Our programmes also include education and training of medical staff. Another significant effort has been produced on the drug supply side. In this context, measures are taken that drugs are only obtained through prescriptions in order to have better control. And everything is done to spend the money in an efficient way.

We also are constantly assessing our policy, the state of the technology in place. A number of challenges need to be addressed. There are still existing geographical discrepancies, bureaucracy treating people without dignity, organizational and cultural barriers. 10% of the Mexican population is indigenous and more than 50 languages are spoken in the country. Health care in the patient's language is needed. Monitoring tools are being put in place and the reports are made public. The results of the present system are needed to convince members of parliament and taxpayers to continue their investment in the new social contract for health.

Q: Just some words about your candidacy to the World Health Organization (WHO) and what your plans are?
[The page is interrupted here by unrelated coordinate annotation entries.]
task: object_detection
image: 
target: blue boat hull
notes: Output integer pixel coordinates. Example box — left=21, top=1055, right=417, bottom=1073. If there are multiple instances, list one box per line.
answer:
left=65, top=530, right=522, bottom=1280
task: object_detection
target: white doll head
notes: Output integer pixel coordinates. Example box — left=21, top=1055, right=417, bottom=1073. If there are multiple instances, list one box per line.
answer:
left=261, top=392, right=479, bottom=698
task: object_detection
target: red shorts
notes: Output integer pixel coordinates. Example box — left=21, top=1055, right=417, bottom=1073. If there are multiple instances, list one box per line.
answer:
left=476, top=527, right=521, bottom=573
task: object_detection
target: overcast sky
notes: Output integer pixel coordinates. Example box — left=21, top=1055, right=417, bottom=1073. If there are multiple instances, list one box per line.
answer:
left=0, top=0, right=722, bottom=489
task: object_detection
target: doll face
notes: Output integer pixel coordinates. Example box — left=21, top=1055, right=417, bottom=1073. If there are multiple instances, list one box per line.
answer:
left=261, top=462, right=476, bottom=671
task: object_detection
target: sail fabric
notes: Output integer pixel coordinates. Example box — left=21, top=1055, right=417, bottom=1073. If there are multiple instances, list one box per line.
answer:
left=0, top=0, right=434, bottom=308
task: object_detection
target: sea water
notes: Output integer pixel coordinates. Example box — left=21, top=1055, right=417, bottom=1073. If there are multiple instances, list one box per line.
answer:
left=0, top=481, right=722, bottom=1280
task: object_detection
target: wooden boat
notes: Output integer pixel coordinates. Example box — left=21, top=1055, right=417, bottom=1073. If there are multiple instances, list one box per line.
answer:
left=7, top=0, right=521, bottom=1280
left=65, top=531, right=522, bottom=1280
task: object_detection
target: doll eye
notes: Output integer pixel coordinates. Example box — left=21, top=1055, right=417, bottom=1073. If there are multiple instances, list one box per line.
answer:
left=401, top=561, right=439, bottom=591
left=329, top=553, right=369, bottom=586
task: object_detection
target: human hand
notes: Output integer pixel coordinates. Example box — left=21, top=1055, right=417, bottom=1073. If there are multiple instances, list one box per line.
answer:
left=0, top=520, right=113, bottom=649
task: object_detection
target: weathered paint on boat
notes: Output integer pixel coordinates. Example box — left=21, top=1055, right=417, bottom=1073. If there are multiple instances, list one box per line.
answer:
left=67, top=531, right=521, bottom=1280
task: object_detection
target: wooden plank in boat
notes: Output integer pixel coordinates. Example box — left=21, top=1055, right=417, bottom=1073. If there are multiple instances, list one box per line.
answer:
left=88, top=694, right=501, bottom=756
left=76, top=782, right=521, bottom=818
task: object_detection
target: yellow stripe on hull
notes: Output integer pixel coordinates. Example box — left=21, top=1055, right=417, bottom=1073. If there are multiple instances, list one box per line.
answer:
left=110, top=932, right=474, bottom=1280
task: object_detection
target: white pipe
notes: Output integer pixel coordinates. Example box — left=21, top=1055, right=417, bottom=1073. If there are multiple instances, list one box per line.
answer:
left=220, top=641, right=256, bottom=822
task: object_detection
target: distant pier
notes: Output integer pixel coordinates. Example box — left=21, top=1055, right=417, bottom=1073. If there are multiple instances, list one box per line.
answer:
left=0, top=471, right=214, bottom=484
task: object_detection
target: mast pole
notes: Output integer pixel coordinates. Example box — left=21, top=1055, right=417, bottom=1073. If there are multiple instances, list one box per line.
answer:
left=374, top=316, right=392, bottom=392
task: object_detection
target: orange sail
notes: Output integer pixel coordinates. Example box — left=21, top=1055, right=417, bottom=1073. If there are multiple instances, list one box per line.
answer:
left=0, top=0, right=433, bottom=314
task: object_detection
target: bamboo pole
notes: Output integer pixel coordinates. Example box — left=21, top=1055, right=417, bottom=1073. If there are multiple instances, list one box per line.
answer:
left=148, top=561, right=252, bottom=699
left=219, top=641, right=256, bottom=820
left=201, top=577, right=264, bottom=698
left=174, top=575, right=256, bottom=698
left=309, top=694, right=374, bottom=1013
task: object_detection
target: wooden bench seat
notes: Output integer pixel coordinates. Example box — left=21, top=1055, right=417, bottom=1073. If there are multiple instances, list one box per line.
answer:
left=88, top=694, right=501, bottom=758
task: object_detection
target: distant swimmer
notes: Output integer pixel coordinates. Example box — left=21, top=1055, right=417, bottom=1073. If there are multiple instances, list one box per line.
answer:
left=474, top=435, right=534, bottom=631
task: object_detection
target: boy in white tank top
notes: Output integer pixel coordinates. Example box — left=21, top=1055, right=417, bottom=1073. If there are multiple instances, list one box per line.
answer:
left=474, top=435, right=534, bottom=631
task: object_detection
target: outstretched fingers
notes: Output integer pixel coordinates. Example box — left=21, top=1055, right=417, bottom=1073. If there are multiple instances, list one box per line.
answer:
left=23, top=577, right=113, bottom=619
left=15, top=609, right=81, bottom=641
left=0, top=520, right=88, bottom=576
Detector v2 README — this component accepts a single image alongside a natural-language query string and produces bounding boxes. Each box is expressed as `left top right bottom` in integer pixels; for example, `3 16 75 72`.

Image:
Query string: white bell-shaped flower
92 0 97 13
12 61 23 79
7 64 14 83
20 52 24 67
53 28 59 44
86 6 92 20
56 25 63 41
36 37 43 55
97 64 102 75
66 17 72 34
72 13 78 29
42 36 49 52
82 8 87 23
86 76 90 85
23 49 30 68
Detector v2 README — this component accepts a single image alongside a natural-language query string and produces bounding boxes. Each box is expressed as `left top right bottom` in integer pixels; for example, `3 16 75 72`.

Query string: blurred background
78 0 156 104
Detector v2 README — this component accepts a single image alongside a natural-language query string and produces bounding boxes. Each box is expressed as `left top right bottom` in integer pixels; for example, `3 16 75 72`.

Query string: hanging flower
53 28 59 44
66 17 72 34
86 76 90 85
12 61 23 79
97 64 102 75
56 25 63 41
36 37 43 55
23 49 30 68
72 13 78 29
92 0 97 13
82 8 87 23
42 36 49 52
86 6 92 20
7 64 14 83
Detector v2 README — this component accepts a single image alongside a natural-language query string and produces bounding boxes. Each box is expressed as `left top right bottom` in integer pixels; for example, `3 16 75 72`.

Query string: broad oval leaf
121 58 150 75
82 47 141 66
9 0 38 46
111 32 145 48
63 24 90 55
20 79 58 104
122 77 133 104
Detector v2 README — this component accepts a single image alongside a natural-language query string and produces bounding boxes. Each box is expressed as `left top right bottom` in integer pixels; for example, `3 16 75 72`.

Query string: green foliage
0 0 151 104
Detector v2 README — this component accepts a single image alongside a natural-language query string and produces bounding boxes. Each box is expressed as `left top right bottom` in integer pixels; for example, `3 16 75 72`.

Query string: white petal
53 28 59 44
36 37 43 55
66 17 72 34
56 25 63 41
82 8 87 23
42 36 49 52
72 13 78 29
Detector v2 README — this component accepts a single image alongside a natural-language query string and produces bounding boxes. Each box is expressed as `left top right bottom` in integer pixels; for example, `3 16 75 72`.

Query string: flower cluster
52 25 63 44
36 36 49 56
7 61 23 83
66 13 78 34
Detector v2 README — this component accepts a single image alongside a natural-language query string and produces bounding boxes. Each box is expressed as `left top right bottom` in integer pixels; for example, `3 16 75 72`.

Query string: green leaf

I very much value the legacy of Dr. Lee. We had the honour of working together under Dr. Bruntland. We were colleagues. Later, I followed his work being on the Mexican delegation to the World Health Assembly. Also, Mexico hosted the conference on health research for development in November of 2005, which was an opportunity to welcome Dr. Lee to Mexico. Unfortunately, his term was cut short by his sudden death. I would like to continue many of the reforms that were started under him. I was very much in line and agreed with Dr. Lee's approach, in particular his focus on Africa, AIDS treatment, partnerships and financing mechanism in those partnerships. The focus on the internal management being more accountable will also be one of my priorities. The improvements initiated by Dr. Lee must continue.